Forecasting of Events by Tweet Data Mining
This work addresses event forecasting for social media analysts and planners, but it is incremental as it applies existing data mining theories to new event types without major methodological breakthroughs.
The paper tackled the problem of forecasting events by mining Twitter data, revealing that certain frequent sets and association rules can serve as predictive markers with support reaching global maxima before events, though with a time delay, and demonstrated this on the 2012 Olympic tennis final and Eurovision 2013 winner prediction.
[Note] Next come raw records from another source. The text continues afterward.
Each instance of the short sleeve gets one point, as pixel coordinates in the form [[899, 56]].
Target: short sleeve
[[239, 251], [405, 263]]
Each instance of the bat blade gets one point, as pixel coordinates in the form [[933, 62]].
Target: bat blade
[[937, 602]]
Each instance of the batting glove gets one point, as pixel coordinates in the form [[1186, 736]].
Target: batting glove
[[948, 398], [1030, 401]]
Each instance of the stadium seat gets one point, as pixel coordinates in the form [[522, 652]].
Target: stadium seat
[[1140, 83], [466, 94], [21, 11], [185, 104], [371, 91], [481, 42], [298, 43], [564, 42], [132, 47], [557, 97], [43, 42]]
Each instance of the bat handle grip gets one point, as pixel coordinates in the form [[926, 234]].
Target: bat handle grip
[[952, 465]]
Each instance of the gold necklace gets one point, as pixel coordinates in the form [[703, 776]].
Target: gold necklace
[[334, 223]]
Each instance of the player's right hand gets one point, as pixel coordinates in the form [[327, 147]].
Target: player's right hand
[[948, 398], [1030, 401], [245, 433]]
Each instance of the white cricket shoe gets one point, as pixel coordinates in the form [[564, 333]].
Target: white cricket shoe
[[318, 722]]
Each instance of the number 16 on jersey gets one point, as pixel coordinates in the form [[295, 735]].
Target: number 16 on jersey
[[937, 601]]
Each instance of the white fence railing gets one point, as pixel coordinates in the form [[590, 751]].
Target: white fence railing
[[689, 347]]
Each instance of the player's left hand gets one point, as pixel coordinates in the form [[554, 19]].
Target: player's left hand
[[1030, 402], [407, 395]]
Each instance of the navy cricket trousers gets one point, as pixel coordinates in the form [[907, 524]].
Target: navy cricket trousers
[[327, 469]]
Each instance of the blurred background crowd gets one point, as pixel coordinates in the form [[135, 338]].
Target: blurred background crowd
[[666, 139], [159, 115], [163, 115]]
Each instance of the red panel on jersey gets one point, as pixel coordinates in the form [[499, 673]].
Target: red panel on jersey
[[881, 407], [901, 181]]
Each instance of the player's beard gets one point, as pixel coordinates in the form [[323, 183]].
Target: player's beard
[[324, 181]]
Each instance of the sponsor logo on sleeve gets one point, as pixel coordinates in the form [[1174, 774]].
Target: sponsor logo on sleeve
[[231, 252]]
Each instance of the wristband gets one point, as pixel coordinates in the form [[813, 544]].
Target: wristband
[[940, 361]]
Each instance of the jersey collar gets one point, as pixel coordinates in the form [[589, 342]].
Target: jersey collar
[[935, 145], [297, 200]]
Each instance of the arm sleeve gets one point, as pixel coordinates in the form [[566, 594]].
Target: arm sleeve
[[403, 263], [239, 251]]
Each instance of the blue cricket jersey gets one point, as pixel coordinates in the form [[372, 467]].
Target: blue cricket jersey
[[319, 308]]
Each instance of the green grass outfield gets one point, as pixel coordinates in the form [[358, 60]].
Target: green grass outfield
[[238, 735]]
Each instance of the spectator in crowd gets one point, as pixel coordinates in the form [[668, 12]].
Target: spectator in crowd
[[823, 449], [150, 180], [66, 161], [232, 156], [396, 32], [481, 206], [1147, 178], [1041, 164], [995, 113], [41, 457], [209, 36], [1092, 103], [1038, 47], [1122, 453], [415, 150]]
This paper describes the analysis of quantitative characteristics of frequent sets and association rules in the posts of Twitter microblogs related to different event discussions. For the analysis, we used a theory of frequent sets, association rules and a theory of formal concept analysis. We revealed the frequent sets and association rules which characterize the semantic relations between the concepts of analyzed subjects. The support of some frequent sets reaches its global maximum before the expected event but with some time delay. Such frequent sets may be considered as predictive markers that characterize the significance of expected events for blogosphere users. We showed that the time dynamics of confidence in some revealed association rules can also have predictive characteristics. Exceeding a certain threshold may be a signal for corresponding reaction in the society within the time interval between the maximum and the probable coming of an event. In this paper, we considered two types of events: the Olympic tennis tournament final in London, 2012 and the prediction of Eurovision 2013 winner.